Editor's Note: The following is a guest post from Bradley Tusk, founder and CEO of Tusk Ventures, a venture capital fund that supports high-growth startups. Tusk Ventures is an investor in Bird.
Lacuna, a company that helped LADOT develop its Mobility Data Specification (MDS), is a client of the related firm Tusk Strategies.
Uber vs. big city regulators used to be a fight you’d circle weeks ahead on your calendar. Words would be exchanged. Accusations levied. Punches thrown. It was exciting, and in the early days, Uber usually won.
Lately, that's not so much the case. As Uber lurches from one losing regulatory battle to the next, its reputation — and the odds of success in each new fight — has waned. On a broad level, New York City successfully imposed caps on the number of TNC drivers allowed. London kicked Uber out altogether. California reclassified ride-hailing drivers as full-time employees, changing the entire economic structure of each Uber ride; a judge rejected Uber’s request to continue business as usual while it sues the state.
It’s clear that regulators no longer fear or respect Uber’s political capabilities. But Uber, even after losing $8.5 billion in value since its IPO, is still a major, multibillion-dollar public corporation exploring new realms of transportation.
Over the past few years, Los Angeles has become a playground for electric scooters.
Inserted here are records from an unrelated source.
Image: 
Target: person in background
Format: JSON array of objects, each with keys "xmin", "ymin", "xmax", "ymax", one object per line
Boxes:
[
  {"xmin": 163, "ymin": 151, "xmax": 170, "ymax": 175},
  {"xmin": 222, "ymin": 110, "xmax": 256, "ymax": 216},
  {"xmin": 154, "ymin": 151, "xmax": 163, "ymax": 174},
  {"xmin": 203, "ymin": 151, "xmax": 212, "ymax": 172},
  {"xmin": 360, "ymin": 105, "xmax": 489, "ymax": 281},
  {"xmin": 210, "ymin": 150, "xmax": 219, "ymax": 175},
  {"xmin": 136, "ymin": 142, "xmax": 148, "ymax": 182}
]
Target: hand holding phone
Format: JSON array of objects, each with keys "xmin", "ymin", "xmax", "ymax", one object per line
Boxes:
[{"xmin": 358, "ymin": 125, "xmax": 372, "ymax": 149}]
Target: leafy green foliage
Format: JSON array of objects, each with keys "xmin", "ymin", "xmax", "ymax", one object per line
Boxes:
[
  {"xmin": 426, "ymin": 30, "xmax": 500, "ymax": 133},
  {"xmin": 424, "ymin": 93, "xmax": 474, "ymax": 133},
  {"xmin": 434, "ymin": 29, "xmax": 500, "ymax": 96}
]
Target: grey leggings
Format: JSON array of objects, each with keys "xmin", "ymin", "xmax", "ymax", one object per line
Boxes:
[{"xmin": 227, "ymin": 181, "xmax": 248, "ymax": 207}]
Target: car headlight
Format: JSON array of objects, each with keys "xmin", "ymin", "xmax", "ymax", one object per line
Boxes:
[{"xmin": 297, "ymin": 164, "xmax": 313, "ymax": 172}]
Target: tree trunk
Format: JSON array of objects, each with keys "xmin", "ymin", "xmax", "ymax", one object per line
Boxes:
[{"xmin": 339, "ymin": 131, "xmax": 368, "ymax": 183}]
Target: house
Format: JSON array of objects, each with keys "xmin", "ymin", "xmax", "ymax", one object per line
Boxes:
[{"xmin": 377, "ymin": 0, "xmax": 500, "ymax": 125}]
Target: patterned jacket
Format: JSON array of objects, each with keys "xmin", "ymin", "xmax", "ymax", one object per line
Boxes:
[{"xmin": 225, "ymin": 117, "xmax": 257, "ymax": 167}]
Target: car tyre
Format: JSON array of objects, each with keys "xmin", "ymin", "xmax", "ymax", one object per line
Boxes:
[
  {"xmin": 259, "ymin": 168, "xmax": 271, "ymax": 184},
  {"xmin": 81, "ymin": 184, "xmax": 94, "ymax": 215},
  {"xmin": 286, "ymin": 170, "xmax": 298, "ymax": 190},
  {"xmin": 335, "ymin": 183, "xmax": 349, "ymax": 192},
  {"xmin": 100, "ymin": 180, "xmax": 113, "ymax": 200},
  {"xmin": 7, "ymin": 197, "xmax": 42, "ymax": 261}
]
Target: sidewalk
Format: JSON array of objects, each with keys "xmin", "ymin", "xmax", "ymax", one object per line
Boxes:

The technology makes sense for a city like L.A., but adding tens of thousands of new vehicles of any kind invariably creates problems.
The Los Angeles Department of Transportation (LADOT), not unreasonably, wants to figure out how to better manage the flow of scooters, so it asked the operators to participate in a data-sharing program. Everyone agreed, including Uber's micromobility arm, Jump, however that company neglected to comply with the program due to concerns that sharing rider data violates customer privacy.
L.A. responded by revoking Jump’s operating permit to deploy e-scooters and bikes. Uber appealed the decision, and just this week, lost that appeal. It previously threatened to sue, so presumably the fight goes on from here.
Traditionally, Uber has had the tools to win a fight like this, but things have changed. Here's why LADOT is likely to prevail:
1. Uber lost its greatest political asset: customer loyalty. Uber’s greatest defender used to be its customers and drivers. Not anymore. The company spent half a billion dollars on a marketing campaign in 2018 to rehabilitate its reputation, but the internal tracking numbers on consumer sentiment reportedly haven’t moved from rock bottom.
Few customers are willing to take time out of their day to advocate for a company they see as predatory. Drivers are outright hostile. So the single most effective tool used in the history of tech vs. regulators – overwhelming politicians with real people – is no longer available. That weakens Uber considerably.
2. Uber’s stark fall in the stock market reduced its ability to intimidate cities. When Uber was seen as a financial juggernaut with unlimited resources, regulators worried about what entering a prolonged battle with Uber meant. Today, as a public company that consistently reports multibillion-dollar quarterly losses, regulators know Uber can’t devote limitless resources to political fights. In fact, as Uber tries to calm nervous investors, its promises to keep cutting costs only further undermines their ability to intimidate anyone.
3. Uber doesn’t have the leadership or stomach for a brutal fight. When Uber CEO Dara Khosrowshahi was brought in to replace former CEO Travis Kalanick, he was chosen for his equanimity, his likeability, his innate calm. Those are often useful qualities but they’re not a recipe for political success. Under Khosrowshahi’s watch, Uber has lost political fight after political fight. No one’s afraid of them.
4. Uber is being undercut by its rivals. If every scooter company refused to provide Los Angeles with its data, then the industry would have a consistent narrative to point to. But when all but one company complies, the narrative changes. Instead of this being about privacy or principle, it’s about Uber trying to protect its business model at the expense of city residents. No one has sympathy for that.
5. Uber can’t focus its resources on any single fight. Los Angeles isn’t the only city asking for scooter data. Just last week, the City of Chicago validated L.A.'s approach, saying data standards are "an absolute necessity" for a successful scooter program. L.A. is just one front of the war. And as any general knows, when you’re fighting battles on multiple fronts, you tend to lose.
Ultimately, whether or not LADOT has more access to data isn’t really the key point. What’s at stake here is Uber’s ability to operate without oversight and without regard for citizens in cities everywhere.
If Uber continues being seen as easy political prey, regulators will pounce and the company will complain, protest, bluster and then give in. That means control over city streets and airspace shifts back to the government for the first time in nearly a decade. It means micromobility startups no longer control their own destiny. And it means the era of not only ride- and scooter-sharing, but data- and power-sharing too is upon us.